ECLI:NL:CRVB:2015:3580
Centrale Raad van Beroep
- Hoger beroep
- Rechtspraak.nl
Beoordeling van aanspraken op Wajong-uitkering voor appellant geboren voor 1 januari 1980
In deze zaak heeft de Centrale Raad van Beroep op 16 oktober 2015 uitspraak gedaan in hoger beroep over de toekenning van een Wajong-uitkering aan appellant, geboren voor 1 januari 1980. De appellant had eerder een aanvraag ingediend voor een uitkering op grond van de Wet arbeidsongeschiktheidsvoorziening jonggehandicapten (Wajong) en was in hoger beroep gegaan tegen een besluit van het Uitvoeringsinstituut werknemersverzekeringen (Uwv) dat hem geen uitkering toekende. De rechtbank had het beroep van appellant gegrond verklaard, maar het Uwv had in hoger beroep de eerdere besluiten gehandhaafd met een aangepaste motivering.
De Raad oordeelde dat de beoordeling van de aanspraken van appellant diende plaats te vinden aan de hand van de Algemene Arbeidsongeschiktheidswet (AAW). De Raad concludeerde dat de medische en arbeidskundige grondslag van het bestreden besluit van het Uwv juist was. De Raad bevestigde dat appellant op zijn 17e verjaardag in staat was om meer dan 75% van het maatmaninkomen te verdienen, en dat de beperkingen die in de Functionele Mogelijkhedenlijst (FML) waren opgenomen, adequaat waren. De Raad oordeelde dat het Uwv terecht geen Wajong-uitkering had toegekend aan appellant.

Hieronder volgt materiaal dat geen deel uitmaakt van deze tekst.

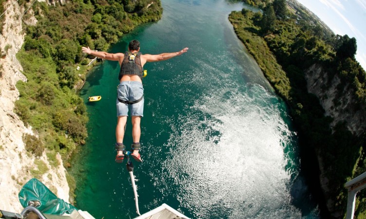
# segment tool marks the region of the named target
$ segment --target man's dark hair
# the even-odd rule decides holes
[[[128,49],[129,50],[138,50],[140,48],[140,42],[139,40],[134,39],[131,40],[128,44]]]

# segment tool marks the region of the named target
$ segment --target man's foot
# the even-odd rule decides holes
[[[116,156],[116,163],[122,163],[123,162],[123,159],[125,158],[125,155],[122,154],[117,154]]]
[[[116,156],[116,163],[123,162],[123,159],[125,158],[125,155],[123,152],[125,150],[125,146],[122,143],[116,143],[116,150],[117,150],[117,156]]]
[[[132,154],[131,154],[131,156],[134,159],[135,159],[135,161],[138,161],[139,162],[142,162],[142,160],[141,160],[141,156],[138,152],[136,153],[136,154],[137,154],[132,153]]]
[[[139,162],[142,162],[141,159],[141,156],[139,153],[139,151],[141,147],[141,145],[140,143],[133,143],[131,146],[131,152],[132,152],[131,154],[131,156],[135,160],[138,161]]]

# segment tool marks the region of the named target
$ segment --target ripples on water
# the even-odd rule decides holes
[[[241,5],[191,1],[163,1],[161,21],[127,35],[112,48],[120,52],[135,37],[144,53],[190,48],[179,57],[146,66],[144,162],[134,171],[140,212],[166,203],[192,219],[318,218],[299,173],[284,104],[244,54],[227,21]],[[86,98],[92,90],[108,93],[88,108],[95,116],[77,200],[98,218],[133,218],[128,173],[114,162],[118,63],[106,61],[101,69],[103,77],[84,88]]]
[[[164,146],[170,150],[161,171],[150,173],[154,186],[163,199],[178,194],[180,205],[197,218],[301,218],[292,204],[298,170],[283,103],[261,86],[245,83],[242,67],[222,62],[227,55],[202,59],[211,63],[191,60],[200,66],[188,73],[194,77],[175,80],[199,91],[172,94],[186,103],[176,119],[163,119],[171,129]],[[237,76],[225,73],[233,72]],[[190,103],[194,93],[199,97]]]

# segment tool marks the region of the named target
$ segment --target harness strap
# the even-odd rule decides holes
[[[134,104],[135,103],[137,103],[142,100],[142,99],[144,98],[144,95],[143,95],[140,98],[140,99],[136,100],[134,100],[133,101],[130,101],[129,100],[121,100],[121,99],[119,98],[117,98],[118,99],[118,101],[120,102],[121,103],[124,103],[125,104],[128,104],[129,105]]]

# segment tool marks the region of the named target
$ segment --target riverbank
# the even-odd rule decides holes
[[[23,208],[18,193],[32,178],[37,176],[53,192],[67,201],[69,189],[59,154],[53,155],[56,163],[52,164],[46,152],[36,158],[25,149],[23,134],[37,134],[32,127],[24,125],[14,110],[19,96],[16,84],[18,81],[27,80],[16,57],[24,42],[21,19],[24,9],[11,1],[5,2],[4,8],[7,10],[1,18],[4,21],[0,35],[0,48],[6,54],[0,58],[0,209],[20,213]],[[34,21],[34,17],[29,18],[28,22]]]
[[[362,88],[355,89],[348,79],[351,77],[342,74],[359,72],[357,77],[362,78],[364,71],[348,68],[338,73],[337,66],[343,61],[325,42],[332,38],[331,35],[327,30],[324,31],[324,38],[313,36],[315,34],[311,31],[303,33],[301,25],[311,28],[307,24],[313,21],[305,19],[299,24],[295,21],[296,16],[291,15],[288,20],[274,21],[272,32],[267,33],[259,27],[262,15],[243,10],[232,12],[229,20],[291,110],[298,131],[302,170],[309,176],[322,217],[341,218],[347,201],[344,183],[365,169],[360,162],[365,160],[361,143],[364,133],[357,131],[364,129],[364,123],[353,122],[365,119],[364,106],[357,104],[363,102],[363,97],[355,91],[362,91]],[[349,61],[352,61],[347,62]],[[354,66],[357,66],[355,63]],[[336,88],[340,84],[344,88],[342,91]],[[364,207],[359,206],[362,212]]]

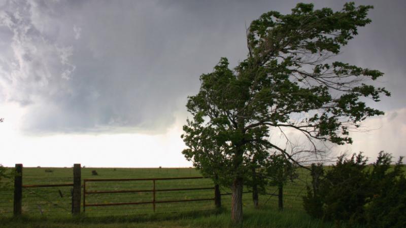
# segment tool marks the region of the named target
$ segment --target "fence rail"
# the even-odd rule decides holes
[[[179,191],[196,191],[201,190],[214,190],[215,186],[211,187],[188,187],[188,188],[163,188],[156,189],[156,182],[157,181],[169,181],[174,180],[189,180],[196,179],[205,179],[207,177],[171,177],[171,178],[117,178],[117,179],[83,179],[83,212],[86,211],[86,207],[100,207],[117,205],[130,205],[139,204],[152,204],[153,211],[155,211],[156,204],[161,203],[180,203],[185,202],[193,201],[215,201],[220,196],[218,195],[220,192],[215,191],[214,197],[203,199],[191,199],[187,200],[176,199],[173,200],[156,200],[156,193],[163,192],[179,192]],[[106,182],[106,181],[152,181],[152,189],[133,189],[133,190],[114,190],[114,191],[87,191],[86,188],[86,183],[89,182]],[[87,203],[86,201],[86,196],[89,194],[118,194],[118,193],[152,193],[152,199],[151,201],[144,202],[126,202],[118,203]]]
[[[80,164],[75,164],[73,169],[55,168],[54,173],[49,172],[49,168],[25,169],[27,171],[23,175],[22,165],[16,164],[14,188],[9,184],[10,187],[7,189],[1,189],[0,214],[17,215],[35,212],[41,215],[56,215],[78,214],[82,211],[89,215],[144,214],[156,211],[212,210],[221,206],[222,197],[224,197],[224,205],[228,206],[231,203],[229,196],[231,193],[229,191],[222,188],[220,192],[218,185],[201,176],[108,178],[148,177],[156,175],[151,174],[152,169],[135,172],[130,169],[125,175],[122,175],[121,171],[119,174],[117,171],[113,175],[112,173],[102,173],[103,178],[89,178],[94,176],[90,175],[88,169],[82,168]],[[40,170],[43,172],[44,169],[46,174],[39,172]],[[111,169],[111,171],[113,170]],[[176,172],[176,170],[179,175],[179,169],[173,171],[156,169],[155,173],[166,173],[168,176],[169,173]],[[87,174],[85,170],[89,170]],[[191,169],[185,170],[188,175],[197,174],[192,173],[194,171]],[[140,171],[142,174],[139,174]],[[85,173],[83,179],[82,172]],[[306,192],[305,184],[292,184],[283,189],[283,196],[286,197],[288,207],[300,206],[301,197]],[[261,194],[265,197],[264,204],[268,202],[274,203],[277,200],[276,198],[280,201],[283,200],[280,195],[282,191],[278,193],[275,187],[267,187],[266,193]],[[243,193],[252,193],[247,190],[244,189]],[[251,201],[248,196],[245,199]],[[213,201],[214,203],[212,203]]]

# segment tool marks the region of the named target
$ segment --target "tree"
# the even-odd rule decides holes
[[[243,186],[253,159],[262,165],[272,149],[297,163],[266,140],[270,134],[295,131],[317,151],[315,141],[351,143],[351,129],[384,113],[361,100],[390,95],[365,84],[383,73],[331,61],[358,27],[371,22],[371,8],[350,3],[333,12],[301,3],[290,14],[265,13],[247,29],[247,59],[231,69],[222,58],[212,72],[200,77],[199,92],[186,105],[193,119],[183,127],[188,148],[183,153],[204,173],[215,170],[219,181],[231,186],[234,222],[242,222]]]
[[[274,153],[269,156],[266,167],[269,184],[278,187],[279,210],[283,210],[283,186],[288,180],[293,181],[293,179],[297,177],[295,172],[297,166],[292,164],[284,155]]]
[[[313,189],[303,197],[304,209],[311,215],[345,222],[350,227],[405,227],[406,178],[400,157],[379,153],[372,167],[362,153],[349,159],[339,158],[326,169],[312,166]]]

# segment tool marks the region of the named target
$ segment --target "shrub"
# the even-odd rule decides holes
[[[368,226],[406,227],[406,178],[402,159],[391,168],[392,157],[383,151],[379,154],[370,175],[374,195],[366,205]]]
[[[303,197],[305,210],[313,217],[349,226],[406,227],[402,158],[393,169],[392,158],[381,151],[370,168],[361,153],[349,159],[342,156],[325,174],[322,166],[312,165],[312,186]]]

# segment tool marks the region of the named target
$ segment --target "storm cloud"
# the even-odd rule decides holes
[[[0,5],[0,102],[24,106],[27,133],[159,133],[183,113],[221,57],[247,54],[246,26],[294,1],[34,1]],[[341,1],[315,8],[341,9]],[[392,93],[374,104],[405,107],[406,4],[375,7],[373,23],[339,58],[379,69]]]

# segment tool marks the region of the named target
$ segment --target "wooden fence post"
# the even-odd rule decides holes
[[[221,195],[218,184],[214,185],[214,204],[216,205],[216,208],[221,207]]]
[[[280,184],[278,187],[278,204],[279,210],[283,210],[283,185]]]
[[[81,196],[81,167],[80,164],[73,165],[73,191],[72,194],[72,214],[78,215],[80,213]]]
[[[14,177],[14,204],[13,214],[21,214],[21,200],[22,199],[22,164],[16,164]]]

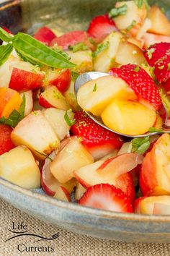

De Raad heeft het beroep van appellant tegen het besluit van 14 januari 2014 ongegrond verklaard en het Uwv veroordeeld in de proceskosten van appellant tot een bedrag van € 980,-. Tevens werd bepaald dat het Uwv het in hoger beroep betaalde griffierecht van € 118,- aan appellant vergoedt. De uitspraak werd gedaan door P.H. Banda, in tegenwoordigheid van M.S.E.S. Umans als griffier.